Or in this city, as in every city, we have an epidemic of fatherlessness, whether by actual absentee dads or by dads that are just empty shells at home. I see the effect of this all the time in my job and work hard to stop it, and yet last night at my house, I was that dad. I was on my phone looking up and reading all sorts of things that do not matter. My son kept trying to climb up on my lap and I was so annoyed, “Jack, just chill out buddy!” The right thing dawns on me slowly sometimes… Finally, I put him on my lap, overly frustrated about it, and just gave him a look like, What! What is so important! Without a hesitation, he held my face (he is 1 and a half, so this was amazing) and once he had my full attention, he put his hands on his lap and just started talking to me in his made up baby language for several minutes about something particularly important. He then clapped when he was done and went on his way.

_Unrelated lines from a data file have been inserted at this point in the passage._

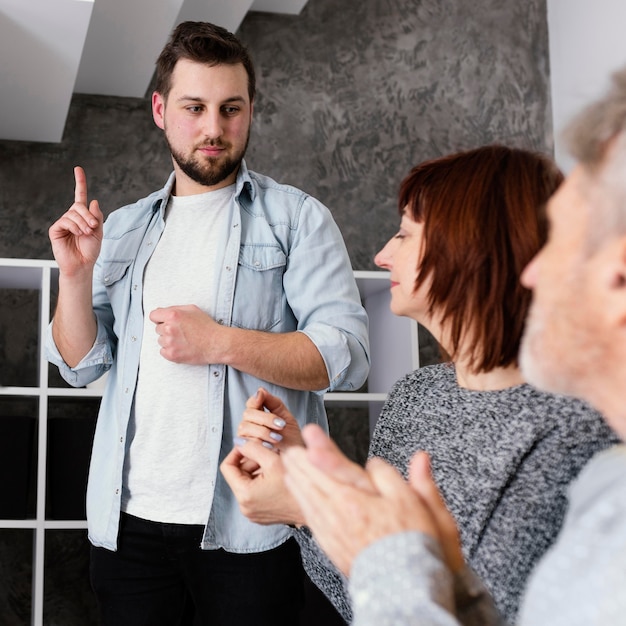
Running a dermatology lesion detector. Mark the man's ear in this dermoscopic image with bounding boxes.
[152,91,165,130]
[602,235,626,330]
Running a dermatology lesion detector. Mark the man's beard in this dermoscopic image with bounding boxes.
[171,131,250,187]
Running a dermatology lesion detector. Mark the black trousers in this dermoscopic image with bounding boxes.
[90,514,305,626]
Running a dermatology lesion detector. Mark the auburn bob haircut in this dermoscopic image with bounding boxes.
[398,145,563,372]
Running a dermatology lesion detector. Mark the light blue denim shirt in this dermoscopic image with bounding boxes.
[47,163,369,553]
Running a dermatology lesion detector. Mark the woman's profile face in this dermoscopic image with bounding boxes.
[374,209,430,322]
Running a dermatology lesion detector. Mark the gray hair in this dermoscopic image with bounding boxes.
[564,67,626,247]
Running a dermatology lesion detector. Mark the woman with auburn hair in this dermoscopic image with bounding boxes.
[222,146,617,622]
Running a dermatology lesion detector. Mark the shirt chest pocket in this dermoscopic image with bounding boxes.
[232,244,287,330]
[102,260,132,318]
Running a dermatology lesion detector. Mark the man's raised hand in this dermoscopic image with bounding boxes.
[48,167,104,276]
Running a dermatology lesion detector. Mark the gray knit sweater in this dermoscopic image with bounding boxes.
[296,364,618,623]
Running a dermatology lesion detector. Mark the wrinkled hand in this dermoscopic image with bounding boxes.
[282,425,463,575]
[150,304,224,365]
[220,441,302,524]
[237,387,304,450]
[48,167,104,276]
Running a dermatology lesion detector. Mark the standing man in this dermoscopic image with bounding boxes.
[283,68,626,626]
[48,22,369,626]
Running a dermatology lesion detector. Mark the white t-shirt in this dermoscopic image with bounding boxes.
[122,185,235,524]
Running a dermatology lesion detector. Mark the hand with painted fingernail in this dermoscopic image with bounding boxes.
[220,437,303,525]
[237,387,304,450]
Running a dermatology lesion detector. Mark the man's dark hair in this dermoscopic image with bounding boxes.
[155,22,256,102]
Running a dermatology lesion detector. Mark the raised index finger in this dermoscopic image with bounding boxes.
[74,165,87,206]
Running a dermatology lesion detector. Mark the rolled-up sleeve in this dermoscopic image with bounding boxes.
[46,320,113,387]
[283,196,370,393]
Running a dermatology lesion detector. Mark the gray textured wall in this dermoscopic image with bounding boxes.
[0,0,552,626]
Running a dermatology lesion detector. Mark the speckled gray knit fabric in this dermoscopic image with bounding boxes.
[296,364,618,623]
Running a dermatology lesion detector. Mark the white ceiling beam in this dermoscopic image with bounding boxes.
[0,0,93,142]
[250,0,307,15]
[75,0,183,98]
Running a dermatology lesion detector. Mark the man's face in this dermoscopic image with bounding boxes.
[152,59,252,195]
[520,166,604,399]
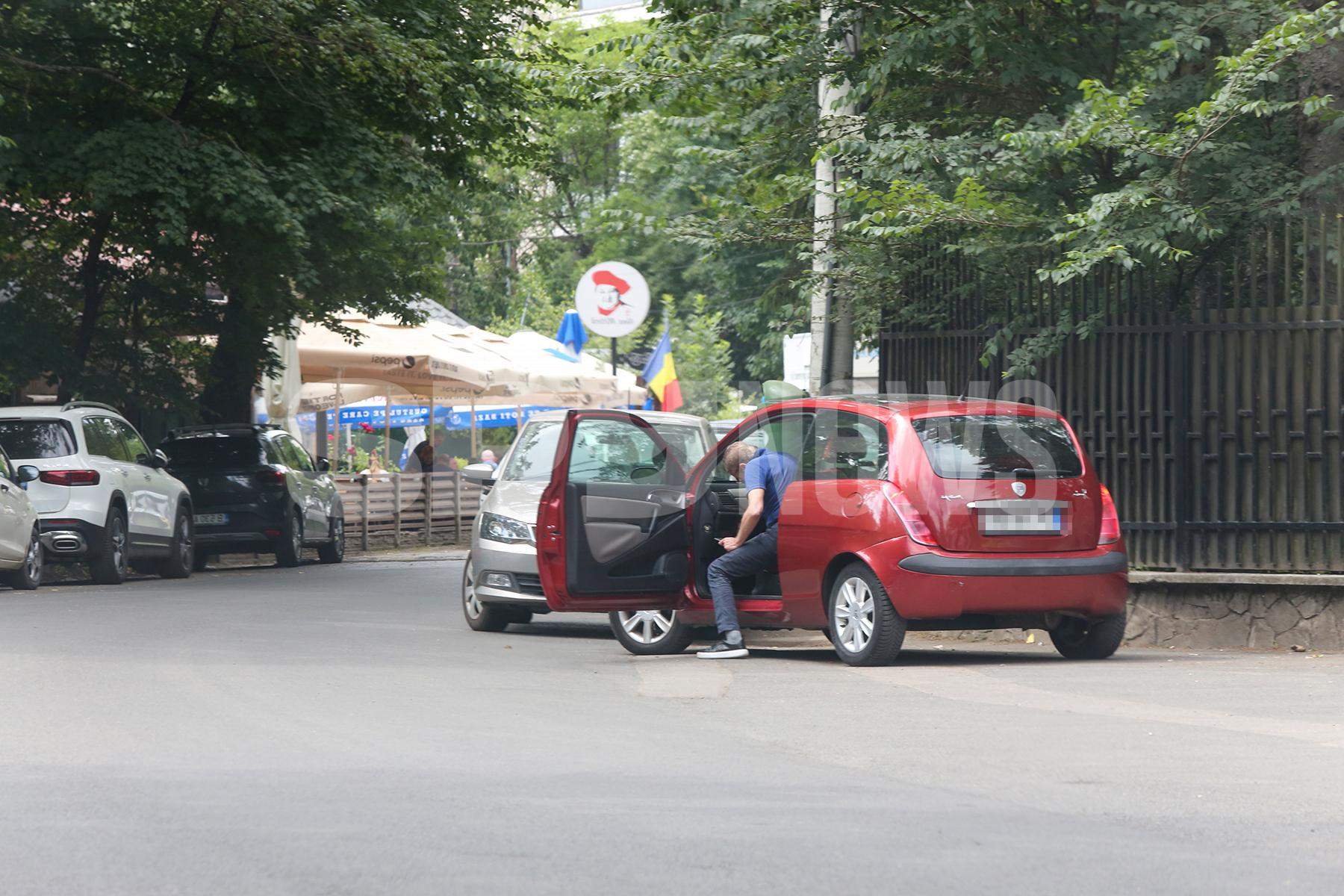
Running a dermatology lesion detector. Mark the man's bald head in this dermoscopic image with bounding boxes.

I sat there, large, shameful tears running down my face.
There are so many things in this life that we see but don’t see.
There are needs in our city, our lives and our families that we all feel inadequate to meet. We all feel like, “But, what could I do?”
But most of us have a dollar.
Most of us can sit and listen.
Most of us can use our phones less. Especially at traffic lights…I can’t count how many times the light turns red and all the parents heads go down to their phones and not to the kids in their car. The text message is not that important.
We have the crayons God gave us. He wants us to use them so that He can give us even more. Because that’s what He put you Here for.